In those early teen years, Schietzsch grew into a more personal relationship with God and her discovery of the lives of the saints brought her faith to a new level.

“As I got to know God, I wanted to do more for Him,” she said. “Reading the lives of these people who gave up everything for God, I really became enamoured by that.

By age 14, Schietzsch was already feeling certain that God was calling her to sisterhood. Even so, she decided to continue her discernment past high school graduation. She earned a degree in psychology at the University of Alberta and spent a year working with adults with special needs.

But the vision of a life in the blue habit of the Sisters Servants never left her mind, and in 2010, at age 23, she entered the SSMI formation house in Winnipeg for her postulancy and novitiate.

Her decision surprised many of her peers. Some friends were supportive, some were shocked and dismayed, and others were worried she was being naïve in taking such a step at a young age. But the support of her parents never waned.

“When I was a shy teenager, my mom would arrange for me to go talk to the Sisters at our parish and ask questions,” she said. “My dad would always emphasize ‘If you’re happy, I’m happy. I want what’s best for you.’ ”

With nine years devoted to sisterhood, it has been a long journey of discernment, prayer and toil. Along with her years of study, daily prayer and meditation, she has worked with the sisters across British Columbia and in Winnipeg and Toronto.

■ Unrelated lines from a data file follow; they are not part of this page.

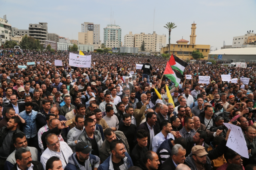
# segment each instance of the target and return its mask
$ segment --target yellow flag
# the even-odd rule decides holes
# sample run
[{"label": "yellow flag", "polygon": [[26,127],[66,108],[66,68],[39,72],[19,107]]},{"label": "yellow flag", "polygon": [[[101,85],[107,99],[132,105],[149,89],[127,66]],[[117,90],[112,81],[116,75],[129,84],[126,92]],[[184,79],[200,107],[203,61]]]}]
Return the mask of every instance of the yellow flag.
[{"label": "yellow flag", "polygon": [[155,91],[156,92],[156,95],[157,95],[157,96],[158,97],[159,99],[162,100],[161,95],[160,94],[160,93],[159,93],[159,92],[158,92],[158,91],[154,87],[154,89],[155,89]]},{"label": "yellow flag", "polygon": [[79,50],[79,55],[84,55],[84,53],[83,53],[83,52],[82,52],[80,50]]},{"label": "yellow flag", "polygon": [[171,93],[170,93],[170,90],[169,90],[169,88],[168,88],[168,86],[166,85],[165,85],[165,87],[166,89],[166,93],[167,94],[167,97],[169,98],[169,103],[172,103],[173,105],[174,105],[174,103],[173,102],[173,100],[172,100],[172,96],[171,95]]}]

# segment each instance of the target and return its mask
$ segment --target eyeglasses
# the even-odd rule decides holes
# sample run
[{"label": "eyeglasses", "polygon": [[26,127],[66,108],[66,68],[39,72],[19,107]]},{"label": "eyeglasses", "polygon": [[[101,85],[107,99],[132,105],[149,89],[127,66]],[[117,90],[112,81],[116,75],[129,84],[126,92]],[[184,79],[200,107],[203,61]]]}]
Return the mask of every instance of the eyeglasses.
[{"label": "eyeglasses", "polygon": [[48,146],[52,146],[52,147],[54,147],[55,146],[55,145],[56,145],[56,144],[58,144],[60,143],[60,141],[58,140],[57,141],[56,143],[54,143],[54,144],[48,144]]}]

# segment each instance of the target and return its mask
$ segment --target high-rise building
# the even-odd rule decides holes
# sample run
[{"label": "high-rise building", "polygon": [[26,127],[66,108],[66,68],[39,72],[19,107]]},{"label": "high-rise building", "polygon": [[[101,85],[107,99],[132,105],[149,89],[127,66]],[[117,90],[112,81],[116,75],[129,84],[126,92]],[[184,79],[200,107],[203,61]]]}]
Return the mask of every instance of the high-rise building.
[{"label": "high-rise building", "polygon": [[104,28],[104,43],[107,48],[121,47],[122,29],[116,25],[108,25]]},{"label": "high-rise building", "polygon": [[157,35],[155,31],[152,34],[142,32],[134,34],[134,47],[140,48],[143,41],[146,51],[160,51],[161,48],[166,45],[166,37],[165,34]]},{"label": "high-rise building", "polygon": [[78,43],[78,41],[76,40],[70,40],[70,43],[77,45]]},{"label": "high-rise building", "polygon": [[[8,23],[6,15],[4,16],[4,18],[0,18],[0,38],[3,43],[6,41],[11,40],[11,33],[12,25]],[[0,45],[1,45],[0,43]]]},{"label": "high-rise building", "polygon": [[252,42],[252,41],[248,40],[248,39],[250,39],[249,37],[255,36],[256,36],[256,34],[254,33],[253,31],[251,32],[251,30],[250,30],[250,32],[247,31],[247,33],[244,36],[234,37],[233,38],[232,47],[233,48],[241,48],[243,46],[243,45],[247,44]]},{"label": "high-rise building", "polygon": [[[87,31],[86,32],[78,32],[78,44],[93,45],[93,34],[92,31]],[[98,43],[96,44],[100,45],[100,41]]]},{"label": "high-rise building", "polygon": [[129,32],[129,34],[124,36],[124,47],[134,47],[134,36],[132,32]]},{"label": "high-rise building", "polygon": [[55,33],[48,33],[48,40],[53,41],[54,42],[59,42],[60,36]]},{"label": "high-rise building", "polygon": [[[100,25],[94,24],[93,22],[84,22],[81,25],[81,32],[87,33],[89,31],[93,32],[92,43],[100,44]],[[78,42],[79,42],[78,40]]]}]

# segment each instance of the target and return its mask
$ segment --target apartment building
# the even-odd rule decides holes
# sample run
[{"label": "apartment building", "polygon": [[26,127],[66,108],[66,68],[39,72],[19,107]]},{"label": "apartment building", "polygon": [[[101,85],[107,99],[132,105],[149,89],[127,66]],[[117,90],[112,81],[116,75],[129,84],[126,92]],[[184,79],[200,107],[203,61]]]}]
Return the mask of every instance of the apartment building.
[{"label": "apartment building", "polygon": [[104,28],[104,43],[107,48],[121,46],[122,29],[116,25],[108,25]]},{"label": "apartment building", "polygon": [[92,44],[100,45],[100,24],[94,24],[93,22],[84,22],[84,24],[82,24],[81,25],[81,32],[86,33],[89,31],[93,32],[93,43]]}]

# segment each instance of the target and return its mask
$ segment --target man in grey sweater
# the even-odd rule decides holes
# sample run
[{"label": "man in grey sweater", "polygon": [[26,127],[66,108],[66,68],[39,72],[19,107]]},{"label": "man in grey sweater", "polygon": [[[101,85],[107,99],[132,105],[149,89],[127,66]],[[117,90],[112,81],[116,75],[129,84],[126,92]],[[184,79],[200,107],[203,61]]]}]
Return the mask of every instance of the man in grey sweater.
[{"label": "man in grey sweater", "polygon": [[71,148],[73,153],[76,152],[76,145],[77,143],[77,140],[84,128],[84,116],[77,115],[76,116],[75,121],[76,127],[69,130],[67,136],[68,145]]}]

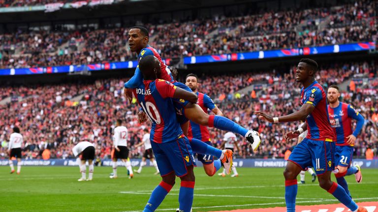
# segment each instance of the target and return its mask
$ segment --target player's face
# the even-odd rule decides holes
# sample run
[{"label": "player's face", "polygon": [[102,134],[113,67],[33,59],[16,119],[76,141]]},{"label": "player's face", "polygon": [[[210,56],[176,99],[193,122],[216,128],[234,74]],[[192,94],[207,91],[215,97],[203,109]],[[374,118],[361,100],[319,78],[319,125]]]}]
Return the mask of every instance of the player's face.
[{"label": "player's face", "polygon": [[138,53],[146,47],[148,37],[143,36],[138,28],[132,28],[128,32],[128,46],[131,52]]},{"label": "player's face", "polygon": [[307,68],[307,64],[306,63],[300,62],[298,64],[295,72],[295,80],[297,82],[302,82],[309,77]]},{"label": "player's face", "polygon": [[330,104],[335,103],[340,97],[340,93],[337,89],[335,88],[328,88],[328,91],[327,92],[327,99],[328,102]]},{"label": "player's face", "polygon": [[187,78],[187,81],[185,82],[185,84],[189,87],[189,88],[191,89],[191,90],[195,90],[195,89],[198,88],[197,78],[195,77],[188,77],[188,78]]}]

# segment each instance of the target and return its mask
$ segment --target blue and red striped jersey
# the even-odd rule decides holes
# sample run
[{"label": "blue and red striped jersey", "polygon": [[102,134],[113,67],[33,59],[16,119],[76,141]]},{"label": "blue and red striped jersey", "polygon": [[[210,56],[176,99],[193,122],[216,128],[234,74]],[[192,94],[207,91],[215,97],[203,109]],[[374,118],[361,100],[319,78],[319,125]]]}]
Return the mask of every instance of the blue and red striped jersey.
[{"label": "blue and red striped jersey", "polygon": [[150,140],[156,143],[175,140],[183,134],[171,98],[176,87],[163,80],[143,80],[133,89],[138,103],[152,123]]},{"label": "blue and red striped jersey", "polygon": [[315,109],[306,118],[307,123],[307,138],[315,140],[334,141],[335,133],[329,123],[329,117],[323,87],[317,81],[309,86],[302,88],[301,104],[310,104]]},{"label": "blue and red striped jersey", "polygon": [[[206,94],[197,92],[197,96],[198,101],[197,104],[201,107],[203,111],[207,113],[207,109],[210,110],[215,108],[215,104],[213,100]],[[207,127],[197,124],[190,121],[189,124],[189,129],[188,132],[188,137],[194,138],[202,141],[210,141],[210,134],[207,130]]]},{"label": "blue and red striped jersey", "polygon": [[[348,146],[346,137],[351,134],[357,137],[364,125],[364,117],[354,109],[353,106],[341,102],[336,107],[331,107],[328,105],[328,113],[331,127],[336,134],[336,145]],[[352,119],[357,121],[354,132],[352,132]]]}]

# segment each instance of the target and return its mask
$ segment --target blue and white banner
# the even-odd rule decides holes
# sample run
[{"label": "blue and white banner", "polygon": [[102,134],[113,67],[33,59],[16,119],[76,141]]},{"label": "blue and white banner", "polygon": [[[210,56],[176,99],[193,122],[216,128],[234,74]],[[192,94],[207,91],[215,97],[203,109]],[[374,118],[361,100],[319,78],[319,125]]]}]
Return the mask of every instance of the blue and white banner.
[{"label": "blue and white banner", "polygon": [[[8,165],[7,159],[0,159],[0,165]],[[141,159],[131,159],[132,166],[138,166],[140,164]],[[153,165],[148,160],[147,165],[152,166]],[[198,162],[198,161],[197,161]],[[16,162],[14,160],[14,162]],[[112,160],[105,159],[101,161],[101,165],[111,166]],[[124,166],[124,162],[121,160],[117,162],[118,165]],[[286,166],[287,161],[283,159],[235,159],[233,163],[236,167],[260,167],[260,168],[284,168]],[[353,165],[359,165],[363,168],[378,168],[378,159],[367,160],[365,159],[354,159]],[[78,165],[76,159],[51,159],[49,160],[32,159],[22,160],[22,165],[27,166],[73,166]],[[198,166],[202,166],[202,163],[197,162]]]},{"label": "blue and white banner", "polygon": [[240,61],[274,57],[341,53],[348,52],[358,52],[375,49],[376,49],[376,44],[374,42],[348,44],[337,44],[332,46],[284,49],[278,50],[252,52],[243,53],[193,56],[184,57],[184,64],[188,65],[196,63]]}]

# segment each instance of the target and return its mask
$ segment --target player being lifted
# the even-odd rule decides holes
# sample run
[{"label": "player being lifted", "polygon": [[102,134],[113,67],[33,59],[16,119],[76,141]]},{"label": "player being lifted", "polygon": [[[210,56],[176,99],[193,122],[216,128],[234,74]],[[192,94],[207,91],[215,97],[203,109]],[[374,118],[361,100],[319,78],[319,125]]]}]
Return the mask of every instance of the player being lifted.
[{"label": "player being lifted", "polygon": [[144,132],[144,134],[143,138],[142,138],[142,142],[135,145],[135,147],[138,148],[144,144],[144,154],[142,158],[142,161],[140,162],[139,168],[138,170],[134,169],[134,171],[138,174],[140,174],[140,172],[142,171],[142,168],[147,164],[147,162],[146,161],[147,159],[149,159],[156,169],[155,174],[157,175],[159,173],[159,168],[158,168],[158,163],[156,163],[156,160],[154,159],[154,153],[152,152],[151,142],[150,141],[150,132],[147,128],[143,130],[143,132]]},{"label": "player being lifted", "polygon": [[[154,55],[158,60],[161,68],[159,79],[168,81],[175,86],[183,88],[187,91],[191,91],[190,88],[185,84],[176,81],[174,80],[170,71],[163,62],[161,58],[156,49],[148,45],[149,34],[147,29],[142,26],[133,26],[131,28],[128,32],[128,43],[130,50],[138,54],[138,60],[147,55]],[[132,94],[129,88],[134,88],[143,82],[143,76],[140,72],[139,68],[137,66],[134,76],[126,83],[125,83],[125,96],[130,100]],[[249,131],[243,127],[237,124],[232,121],[220,116],[209,115],[196,104],[188,104],[187,102],[181,101],[180,99],[175,101],[175,106],[177,112],[181,116],[178,116],[178,120],[181,125],[184,134],[186,134],[189,127],[188,119],[200,125],[207,126],[210,127],[215,127],[220,130],[231,131],[237,133],[243,137],[251,145],[253,150],[256,150],[260,145],[261,141],[257,132]],[[145,111],[141,111],[141,116],[143,117],[142,120],[146,120]],[[201,142],[202,143],[202,142]],[[192,141],[192,146],[196,145],[201,146],[201,144],[196,143],[196,141]],[[194,148],[194,149],[195,148]],[[195,150],[194,150],[195,152]],[[201,151],[203,152],[203,151]],[[198,152],[196,153],[198,153]],[[209,153],[205,154],[210,155]]]},{"label": "player being lifted", "polygon": [[[177,176],[181,179],[179,194],[180,211],[189,212],[193,203],[195,179],[193,168],[195,162],[189,140],[183,134],[177,121],[172,98],[182,99],[189,101],[188,104],[194,104],[197,102],[197,96],[168,81],[158,80],[160,65],[154,56],[148,55],[142,58],[139,67],[144,80],[133,89],[133,92],[151,122],[150,139],[162,178],[143,212],[156,210],[175,184]],[[198,141],[218,151],[216,155],[227,160],[225,167],[226,163],[230,166],[232,153],[229,158],[220,150]]]},{"label": "player being lifted", "polygon": [[306,120],[306,123],[294,131],[285,133],[287,140],[298,137],[307,129],[307,136],[294,149],[289,157],[285,177],[285,199],[287,212],[295,211],[295,198],[298,190],[297,176],[301,170],[313,166],[320,187],[336,197],[352,212],[366,212],[359,208],[345,190],[331,180],[334,169],[335,135],[329,124],[326,94],[321,85],[315,80],[317,63],[308,58],[302,59],[297,67],[295,79],[303,87],[301,92],[301,108],[289,115],[272,117],[262,111],[255,111],[260,118],[270,122],[289,122]]},{"label": "player being lifted", "polygon": [[9,143],[8,144],[8,151],[9,154],[9,166],[10,166],[10,173],[14,173],[14,166],[12,158],[16,157],[17,159],[17,174],[20,174],[21,171],[21,146],[24,143],[24,137],[20,133],[20,128],[18,127],[13,128],[13,132],[10,134]]},{"label": "player being lifted", "polygon": [[[72,148],[73,155],[76,157],[80,157],[80,163],[79,163],[79,167],[81,172],[81,178],[77,181],[91,181],[93,179],[93,171],[94,167],[93,165],[93,160],[94,159],[95,149],[93,143],[88,141],[79,142]],[[85,163],[88,161],[89,165],[88,179],[86,179],[87,167]]]},{"label": "player being lifted", "polygon": [[113,146],[114,151],[112,156],[113,160],[113,178],[117,178],[117,160],[121,159],[124,162],[125,166],[129,172],[129,179],[132,178],[133,173],[131,168],[131,163],[128,159],[128,148],[127,148],[127,135],[128,132],[126,127],[122,126],[122,121],[117,119],[116,127],[114,130],[114,134],[113,135]]},{"label": "player being lifted", "polygon": [[[207,110],[210,109],[215,114],[223,116],[223,113],[216,105],[213,100],[206,94],[199,92],[198,77],[194,74],[189,74],[187,76],[185,84],[187,85],[198,97],[197,104],[201,107],[204,112],[207,113]],[[210,139],[210,134],[206,126],[199,125],[192,121],[189,122],[189,129],[188,137],[190,138],[196,138],[202,141],[206,144],[213,146]],[[221,162],[220,159],[214,161],[214,157],[210,155],[197,154],[197,158],[203,164],[205,172],[209,176],[212,176],[220,168]],[[224,169],[225,172],[225,169]]]},{"label": "player being lifted", "polygon": [[[336,85],[331,85],[327,92],[328,100],[328,114],[330,123],[336,134],[336,147],[335,151],[335,163],[339,172],[335,174],[337,183],[343,186],[351,197],[348,185],[344,176],[354,174],[356,181],[361,183],[362,175],[359,165],[350,166],[353,156],[353,146],[356,137],[362,129],[365,119],[353,106],[339,101],[340,93]],[[357,120],[354,132],[352,131],[352,119]]]},{"label": "player being lifted", "polygon": [[[238,138],[236,136],[236,135],[234,134],[233,132],[227,132],[224,134],[224,135],[223,137],[223,142],[222,142],[222,144],[220,144],[220,148],[221,149],[223,147],[226,149],[229,149],[232,152],[234,152],[234,149],[236,147],[236,149],[238,150],[238,153],[239,153],[239,156],[242,156],[242,151],[238,145]],[[231,169],[232,170],[233,174],[231,176],[231,177],[238,177],[239,174],[238,174],[238,171],[236,170],[236,167],[233,166]],[[225,169],[223,169],[223,172],[221,173],[219,173],[218,175],[222,177],[225,176]]]}]

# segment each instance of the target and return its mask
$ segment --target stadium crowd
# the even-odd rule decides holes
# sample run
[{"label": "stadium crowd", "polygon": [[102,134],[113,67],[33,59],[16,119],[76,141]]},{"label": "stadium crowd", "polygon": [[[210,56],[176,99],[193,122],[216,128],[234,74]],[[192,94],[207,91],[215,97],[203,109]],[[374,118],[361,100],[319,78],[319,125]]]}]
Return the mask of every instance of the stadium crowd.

Schietzsch currently serves as an education assistant at the Immaculate Heart of Mary Elementary School in Winnipeg, the last school in Canada still run by the Sisters Servants.

Her advice to anyone trying to discern God’s will in their lives is not only to find time for silence and contemplation, but also to seek relationships with others that go beyond the artificial and often-isolating world of social media.

“There’s always that barrier in the online world. Now people spend more time with friends online than in person, and it can take away opportunity to really know people heart-to-heart,” said Schietzsch.

“That makes things difficult when it comes to experiencing God too. God cannot be understood through saying ‘Alexa, teach me about God.’ You need that heart-to-heart connection.”